Kind of like whats happening to me then  Do we get a reveal tonight or can I have an early night????


----------



## JoJo (Mar 2, 2011)

embee said:


> Kind of like whats happening to me then  Do we get a reveal tonight or can I have an early night????


Giggling here .. Mandy lots of hair dye works for me ... as for an early night well JD's have brought the reveal forward.. yes Pushy JoJo was on the case .. can't take the laptop to bed .. hubby thinks I am a little strange at the best of times .. 

So see you online at 9pm ... for the JD reveal .. think it maybe a double wammy of two litters ...


----------



## Sarette (Mar 21, 2011)

JoJo said:


> Giggling here .. Mandy lots of hair dye works for me ... as for an early night well JD's have brought the reveal forward.. yes Pushy JoJo was on the case .. can't take the laptop to bed .. hubby thinks I am a little strange at the best of times ..
> 
> So see you online at 9pm ... for the JD reveal .. think it maybe a double wammy of two litters ...


I'll be there!


----------



## jools (Nov 11, 2010)

Awwwwww, wot a lovely story, stephen got his little chocolate in the end - this is why i'm adicted to this site ............ facebook pahh!!!!


----------



## JoJo (Mar 2, 2011)

Oh dear ... Stephen may have to give up Woody 2 ..... as my daughter has just peeked over my shoulder and started saying " ahhh its so cute .. ahhhh ahhh ahhh"

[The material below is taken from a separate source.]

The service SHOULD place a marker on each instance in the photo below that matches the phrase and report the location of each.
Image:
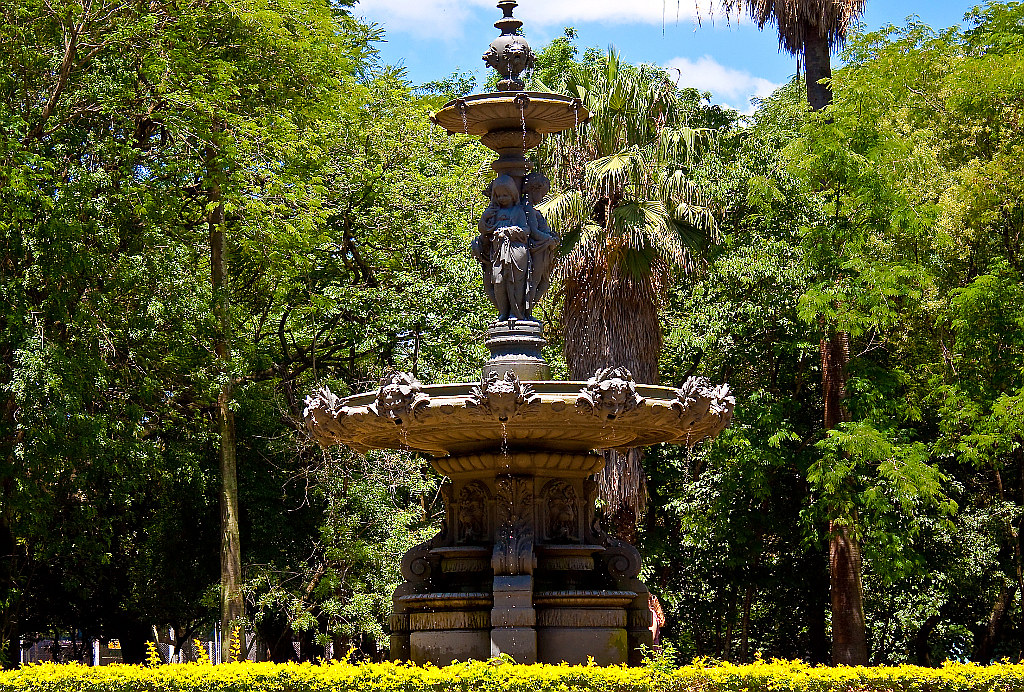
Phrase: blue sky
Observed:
(733, 60)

I think she needed a choccy puppy too.... I will tell her to beg her Daddy...that always works .....


----------



## embee (Dec 27, 2010)

JoJo said:


> Oh dear ... Stephen may have to give up Woody 2 ..... as my daughter has just peeked over my shoulder and started saying " ahhh its so cute .. ahhhh ahhh ahhh"
> 
> I think she needed a choccy puppy too.... I will tell her to beg her Daddy...that always works .....


JoJo you are shameless. Not only are you plotting to take Woody 2 away from Stephen (not a chance there) but you are unleashing child pester power on your poor hubby on a rainy Sunday afternoon


----------



## JoJo (Mar 2, 2011)

embee said:


> JoJo you are shameless. Not only are you plotting to take Woody 2 away from Stephen (not a chance there) but you are unleashing child pester power on your poor hubby on a rainy Sunday afternoon


Hi Mandy... All is fair when it comes to getting another puppy.... The weather is terrible here (where are you South East .. are you close to me?) .. got to go on another pack walk ha ha ha well walking Oakley and hoping Eevee is more up for some sideways walking .. love her.

My daughter will get me another one .. trust me on this one .. she is a daddys girl and she does a great puppy eyes look .... it always works ... tbh he is turning as soft as me when it comes to cockapoos... he is rather into our evening walks now...

You are right don't think I could take Woody 2 off Stephen .. that look in Stephen's eye is of pure love ... but another one would be fine in our happy home ...


----------



## wilfiboy (Sep 18, 2010)

Lovely story .. have seen WoodyI on your site so can completely understand why you'd want to keep WoodyII... do you need an example of all coat colours


----------



## JoJo (Mar 2, 2011)

Talking of coat colours ... please pretty please add your cockapoo coat colours to the new thread.. I am really interested to see if we can get all colours on the thread ...  ta all xxxx


----------



## Jukee Doodles (Apr 5, 2011)

Hi having fun with Woody he's always been sooooooo cute Woody look's gorgeous  in all thoe's pic's

Ella xx :hurt::trolls:eep:


----------



## wilfiboy (Sep 18, 2010)

I wont feed them if you dont Ella :smile::twothumbs::smile::twothumbs:


----------